This 12th century monastery is in southern Germany. It was built by the Cistercian Order of monks. The Maulbronn Monastery complex is the setting for Beneath the Wheel, an autobiographical novel by Hermann Hesse.
The chapel at the centre of the monastery took over 30 years to build. The chapel is divided inside into two sections, the front part and the back. The front part is a place of prayer for monks engaged in hard labour. The back part beyond the wall has an altar for the priests.
Under strict discipline, summer masses used to start from two oclock in the morning. The monastery, after 400 years of its history, was closed in the 16th century following the German Reformation. It was later converted into a Protestant seminary. Hermann Hesse, who went on to become a leading German writer, entered the seminary in 1890.
He was expelled from school after just a few months despite the high hopes of his missionary father. Hesse, as a young man, dreamt of being a poet and did not fit into a world bound by the schools strict rules and harsh discipline. He drew this picture a sign that he was in rebellion.

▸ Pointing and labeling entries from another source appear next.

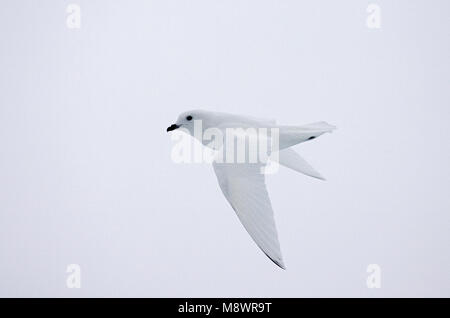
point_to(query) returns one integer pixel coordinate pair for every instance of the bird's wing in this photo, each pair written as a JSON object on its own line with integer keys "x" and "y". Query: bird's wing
{"x": 289, "y": 158}
{"x": 244, "y": 187}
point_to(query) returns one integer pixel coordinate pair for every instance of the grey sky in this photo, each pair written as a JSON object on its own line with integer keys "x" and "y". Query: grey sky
{"x": 85, "y": 169}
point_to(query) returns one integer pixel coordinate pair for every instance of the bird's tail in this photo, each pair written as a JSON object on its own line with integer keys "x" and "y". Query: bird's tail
{"x": 292, "y": 135}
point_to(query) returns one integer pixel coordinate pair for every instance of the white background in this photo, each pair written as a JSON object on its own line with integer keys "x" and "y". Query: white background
{"x": 86, "y": 175}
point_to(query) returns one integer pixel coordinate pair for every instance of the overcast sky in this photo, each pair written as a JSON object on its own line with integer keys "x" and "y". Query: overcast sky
{"x": 86, "y": 175}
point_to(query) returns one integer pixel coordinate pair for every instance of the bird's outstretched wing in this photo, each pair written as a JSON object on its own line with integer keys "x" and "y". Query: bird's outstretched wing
{"x": 244, "y": 187}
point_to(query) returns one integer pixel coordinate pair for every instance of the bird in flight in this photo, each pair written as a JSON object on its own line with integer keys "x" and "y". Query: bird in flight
{"x": 243, "y": 181}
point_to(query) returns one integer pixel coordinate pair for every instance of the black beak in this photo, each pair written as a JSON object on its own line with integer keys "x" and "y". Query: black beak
{"x": 172, "y": 127}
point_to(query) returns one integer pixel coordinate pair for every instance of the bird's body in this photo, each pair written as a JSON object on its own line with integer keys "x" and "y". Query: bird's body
{"x": 243, "y": 183}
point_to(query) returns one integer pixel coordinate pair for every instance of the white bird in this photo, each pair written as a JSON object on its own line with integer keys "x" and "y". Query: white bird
{"x": 243, "y": 184}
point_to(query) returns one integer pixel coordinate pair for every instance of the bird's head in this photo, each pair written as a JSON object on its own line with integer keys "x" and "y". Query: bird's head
{"x": 187, "y": 120}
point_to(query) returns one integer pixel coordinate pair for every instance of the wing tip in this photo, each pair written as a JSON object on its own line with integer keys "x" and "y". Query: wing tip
{"x": 279, "y": 262}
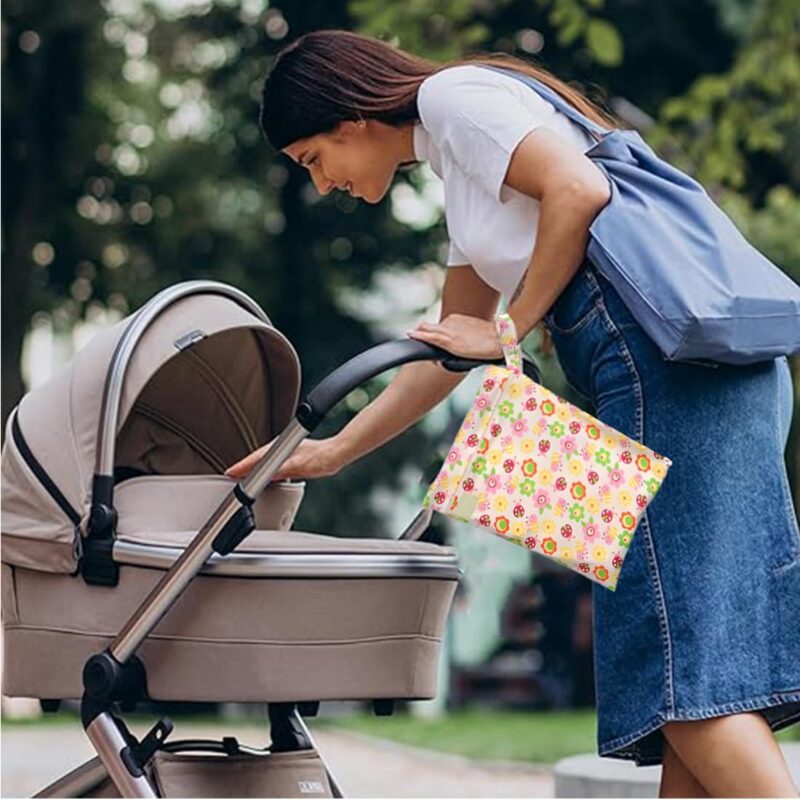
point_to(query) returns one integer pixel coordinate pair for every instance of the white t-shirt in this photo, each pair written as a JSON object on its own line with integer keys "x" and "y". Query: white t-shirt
{"x": 472, "y": 119}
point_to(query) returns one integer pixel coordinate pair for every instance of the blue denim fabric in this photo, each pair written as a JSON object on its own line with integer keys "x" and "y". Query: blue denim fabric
{"x": 704, "y": 621}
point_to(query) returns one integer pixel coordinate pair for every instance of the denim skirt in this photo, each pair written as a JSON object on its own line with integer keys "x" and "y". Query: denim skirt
{"x": 705, "y": 619}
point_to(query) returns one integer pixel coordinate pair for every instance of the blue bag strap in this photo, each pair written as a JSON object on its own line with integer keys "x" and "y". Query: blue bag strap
{"x": 559, "y": 102}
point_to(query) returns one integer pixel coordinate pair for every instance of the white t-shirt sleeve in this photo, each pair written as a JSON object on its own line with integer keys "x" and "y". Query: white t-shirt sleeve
{"x": 479, "y": 119}
{"x": 455, "y": 257}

There is a collection of teacher portraits. In this one, a teacher is pointing a knife at a student. In Beneath the Wheel, Hesse wonders why he has to spend his time studying until midnight, and why they took his rabbit away from him. Later in his life though he recalled the days spent at the seminary with nostalgia. A carefully preserved cloister, he wrote, is a beautiful monument itself, but the chapel with an exquisite fountain attached to it is a wonderful masterpiece. It is said that the praying monks walking through the cloister used to stop here and clean themselves in this fountain. This chapel is known as the Fountain Chapel. The schooling here today values freedom and individuality, quite different from Hesses time. In Hesses novel, the schoolmaster says to the main character: Dont exhaust yourself or you will find yourself beneath the wheel.